We try to minimize the probability of making both kinds of mistakes. However, on the premise of fixed sample size, reducing the probability of making Class I errors will inevitably increase the probability of making Class II errors. Generally speaking, we always control the probability of making Class I errors first so that it is not greater than the significance level. The probability of making class II errors depends on the size of the sample, so the selection of sample size should also be considered.
Explain the significance level of the P-value
- P-value: The probability of sample observations or more extreme outcomes when the null hypothesis is true is the P-value
Distinguish between significance levels and confidence intervals
- Significance level: It is expected to reject the null hypothesis, i.e., the probability of the occurrence of a low-probability event, when the impossibility of the sample results is reached. It’s assuming what the truth value is, and then checking whether that hypothesis can be true.
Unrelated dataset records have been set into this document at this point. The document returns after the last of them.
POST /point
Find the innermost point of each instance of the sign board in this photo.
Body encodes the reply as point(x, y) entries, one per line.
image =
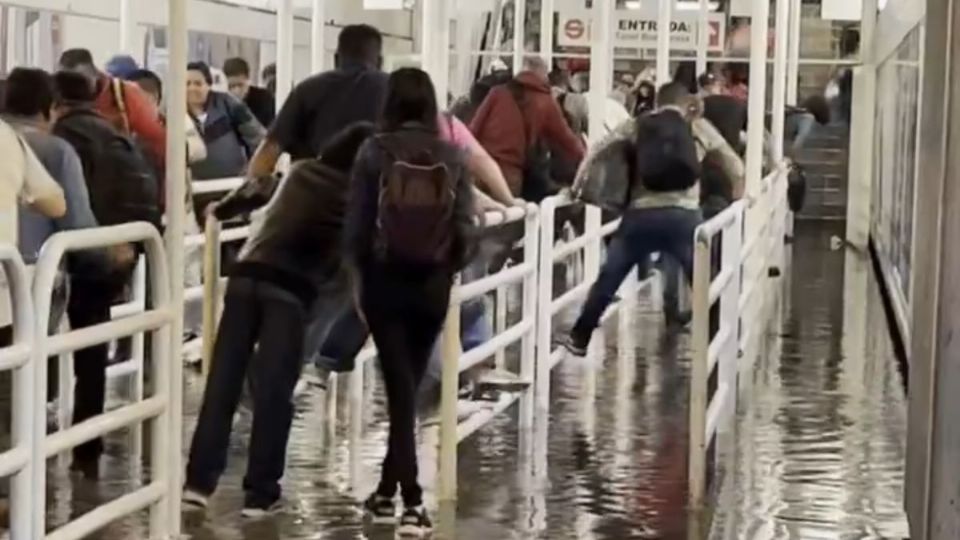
point(382, 4)
point(841, 10)
point(637, 29)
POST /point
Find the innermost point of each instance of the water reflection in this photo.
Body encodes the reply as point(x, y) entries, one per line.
point(819, 451)
point(821, 441)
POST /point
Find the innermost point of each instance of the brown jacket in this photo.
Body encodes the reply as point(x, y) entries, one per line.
point(504, 130)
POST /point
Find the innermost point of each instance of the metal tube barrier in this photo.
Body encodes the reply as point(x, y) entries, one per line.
point(17, 461)
point(740, 274)
point(455, 361)
point(158, 494)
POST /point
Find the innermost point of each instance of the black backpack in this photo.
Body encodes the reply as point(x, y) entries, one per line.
point(416, 218)
point(120, 181)
point(666, 152)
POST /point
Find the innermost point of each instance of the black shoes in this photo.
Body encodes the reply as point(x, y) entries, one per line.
point(414, 523)
point(381, 509)
point(576, 345)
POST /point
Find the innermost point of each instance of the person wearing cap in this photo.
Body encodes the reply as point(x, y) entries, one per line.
point(122, 103)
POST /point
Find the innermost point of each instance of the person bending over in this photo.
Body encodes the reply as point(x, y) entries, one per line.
point(291, 259)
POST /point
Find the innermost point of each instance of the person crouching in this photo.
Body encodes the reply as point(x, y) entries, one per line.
point(281, 269)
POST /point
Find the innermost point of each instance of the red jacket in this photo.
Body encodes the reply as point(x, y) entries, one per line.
point(499, 126)
point(142, 118)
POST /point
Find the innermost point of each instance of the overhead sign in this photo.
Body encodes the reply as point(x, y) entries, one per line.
point(382, 4)
point(637, 29)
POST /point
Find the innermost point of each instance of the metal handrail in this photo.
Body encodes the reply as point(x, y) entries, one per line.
point(733, 285)
point(158, 494)
point(16, 357)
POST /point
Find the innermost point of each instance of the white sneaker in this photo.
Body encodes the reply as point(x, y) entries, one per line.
point(195, 499)
point(258, 512)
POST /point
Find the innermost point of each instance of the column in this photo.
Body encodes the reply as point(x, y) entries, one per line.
point(130, 42)
point(933, 439)
point(318, 36)
point(601, 66)
point(780, 75)
point(758, 91)
point(664, 14)
point(546, 31)
point(520, 33)
point(435, 52)
point(703, 36)
point(284, 50)
point(793, 51)
point(176, 166)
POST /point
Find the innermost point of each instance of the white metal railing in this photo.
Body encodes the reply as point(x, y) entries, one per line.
point(590, 244)
point(734, 253)
point(157, 493)
point(16, 462)
point(455, 361)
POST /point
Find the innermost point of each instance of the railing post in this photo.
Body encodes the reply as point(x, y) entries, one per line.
point(593, 222)
point(23, 421)
point(211, 289)
point(528, 344)
point(544, 320)
point(450, 375)
point(698, 372)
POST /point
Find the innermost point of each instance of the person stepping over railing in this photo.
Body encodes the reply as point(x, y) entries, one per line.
point(660, 156)
point(293, 258)
point(409, 229)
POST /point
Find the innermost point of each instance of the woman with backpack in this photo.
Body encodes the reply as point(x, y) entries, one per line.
point(409, 230)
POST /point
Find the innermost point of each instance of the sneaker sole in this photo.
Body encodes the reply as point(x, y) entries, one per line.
point(381, 520)
point(410, 531)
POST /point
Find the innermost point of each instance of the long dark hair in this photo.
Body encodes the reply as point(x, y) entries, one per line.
point(411, 97)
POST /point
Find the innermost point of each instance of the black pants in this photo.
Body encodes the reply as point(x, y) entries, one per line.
point(256, 313)
point(89, 305)
point(405, 313)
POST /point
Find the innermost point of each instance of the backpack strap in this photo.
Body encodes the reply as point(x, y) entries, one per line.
point(116, 87)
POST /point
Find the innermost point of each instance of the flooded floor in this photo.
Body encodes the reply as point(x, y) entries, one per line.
point(819, 452)
point(821, 439)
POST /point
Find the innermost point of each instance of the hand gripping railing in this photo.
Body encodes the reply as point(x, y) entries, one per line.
point(157, 492)
point(456, 362)
point(734, 253)
point(15, 357)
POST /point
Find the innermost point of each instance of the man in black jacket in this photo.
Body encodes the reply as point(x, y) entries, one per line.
point(120, 185)
point(291, 260)
point(259, 100)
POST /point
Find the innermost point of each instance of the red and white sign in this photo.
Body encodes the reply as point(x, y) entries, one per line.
point(637, 29)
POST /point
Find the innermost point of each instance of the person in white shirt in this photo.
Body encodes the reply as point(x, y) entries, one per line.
point(23, 180)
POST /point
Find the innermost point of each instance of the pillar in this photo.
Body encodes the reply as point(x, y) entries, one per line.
point(758, 91)
point(284, 50)
point(318, 36)
point(664, 14)
point(601, 66)
point(933, 439)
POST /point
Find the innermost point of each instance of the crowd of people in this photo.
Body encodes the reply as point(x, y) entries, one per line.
point(364, 235)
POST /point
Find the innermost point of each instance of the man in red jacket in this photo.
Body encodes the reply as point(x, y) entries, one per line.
point(123, 104)
point(519, 114)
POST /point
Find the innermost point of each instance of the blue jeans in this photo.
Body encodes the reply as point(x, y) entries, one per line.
point(344, 337)
point(641, 233)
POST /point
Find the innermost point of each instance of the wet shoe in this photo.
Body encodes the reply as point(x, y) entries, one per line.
point(257, 510)
point(575, 345)
point(89, 469)
point(414, 523)
point(380, 509)
point(195, 500)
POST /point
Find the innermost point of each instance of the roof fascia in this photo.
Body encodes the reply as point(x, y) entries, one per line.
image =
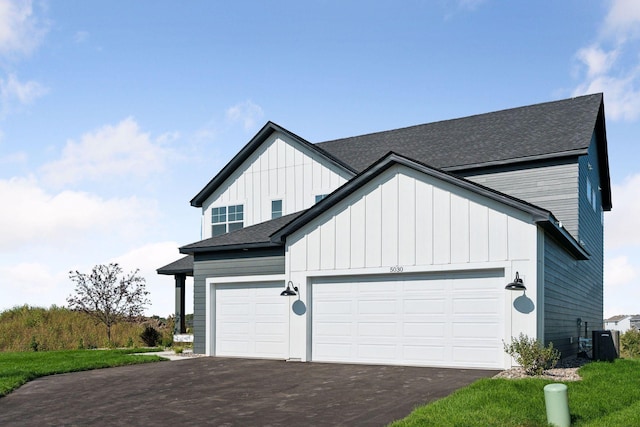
point(566, 240)
point(267, 130)
point(223, 248)
point(519, 160)
point(603, 158)
point(385, 163)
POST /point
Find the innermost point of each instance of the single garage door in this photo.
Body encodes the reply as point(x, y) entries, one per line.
point(252, 320)
point(437, 320)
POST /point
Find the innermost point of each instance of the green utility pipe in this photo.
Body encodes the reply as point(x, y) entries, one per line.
point(557, 403)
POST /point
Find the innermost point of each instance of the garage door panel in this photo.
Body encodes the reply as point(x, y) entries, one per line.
point(376, 306)
point(376, 352)
point(377, 329)
point(476, 330)
point(251, 320)
point(475, 306)
point(333, 329)
point(423, 354)
point(474, 355)
point(423, 306)
point(411, 320)
point(424, 330)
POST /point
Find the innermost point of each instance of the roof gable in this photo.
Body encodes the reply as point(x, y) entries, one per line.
point(255, 236)
point(267, 130)
point(539, 215)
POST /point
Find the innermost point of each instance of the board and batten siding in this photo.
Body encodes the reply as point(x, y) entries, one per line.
point(574, 289)
point(280, 169)
point(405, 218)
point(553, 186)
point(249, 264)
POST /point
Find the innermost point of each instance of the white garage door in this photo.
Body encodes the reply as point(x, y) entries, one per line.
point(426, 321)
point(252, 320)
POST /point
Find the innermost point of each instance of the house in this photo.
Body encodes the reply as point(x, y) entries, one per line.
point(395, 247)
point(622, 323)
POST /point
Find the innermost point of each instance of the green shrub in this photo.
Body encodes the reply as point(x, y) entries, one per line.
point(630, 343)
point(150, 336)
point(531, 355)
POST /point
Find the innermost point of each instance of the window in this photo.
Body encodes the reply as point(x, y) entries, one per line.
point(320, 197)
point(276, 209)
point(226, 219)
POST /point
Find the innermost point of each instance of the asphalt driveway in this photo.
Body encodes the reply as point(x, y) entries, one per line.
point(230, 392)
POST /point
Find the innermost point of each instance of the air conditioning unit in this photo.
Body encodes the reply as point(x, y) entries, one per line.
point(606, 345)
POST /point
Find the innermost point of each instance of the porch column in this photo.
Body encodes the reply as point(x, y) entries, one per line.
point(180, 327)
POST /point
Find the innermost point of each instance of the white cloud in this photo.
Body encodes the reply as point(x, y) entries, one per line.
point(12, 92)
point(246, 113)
point(619, 271)
point(17, 157)
point(596, 60)
point(109, 152)
point(30, 215)
point(81, 37)
point(622, 19)
point(30, 279)
point(20, 30)
point(624, 216)
point(611, 64)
- Confidence intervals, the goal is to construct an interval from the sample, and then hopefully that interval will include the truth value, but you don’t know what the truth value is. Okay?
Conditional probability
P (A | B) = P (AB)/P (B), the conditional probability P (A | B) refers to the event B occurs under the condition of the probability of event A occurs, P (AB) said event probability of A and B at the same time, P (B) is the probability of event B occurs, its evolution type can be: P (A | B) * P (B) = P (B | A) * P (A)
Total probability formula
Suppose there are two ways that event B can happen, with event A; If it does not happen together with event A, the probability of event B can be obtained by using the following formula:It can also be deduced from conditional probability:Substitute in to get:This is the total probability formula, which calculates the probability of a particular event from conditional probability.
Bayes formula
If known to the conditional probability P (B | A), then the bayesian formula is provided A method of computing the inverse of the conditional probability P (A | B) which would require the probability. First, conditional probability:I just derived thatThen substitute the full probability formula P(B), and get:
An interesting case was found in a supermarket. Suspect A has a probability of theft of 10%, and suspect B has a probability of theft of 90%. The eyewitness said that the thief was A, and the credibility of eyewitness testimony is 80%. Suspect the probability of A theft is P (A) the probability of B = 10% suspect theft is P (B) = P (A) = 90% eyewitness testimony credibility probability P (C) on the premise of A theft witnesses say theft is A probability of P (C | A) = 80% On the premise of A theft witnesses say theft is not A probability of P (C | A) = 20% now require is P (A | C) is the testimony of the witness credibility under the premise of accurate probabilities of A theft.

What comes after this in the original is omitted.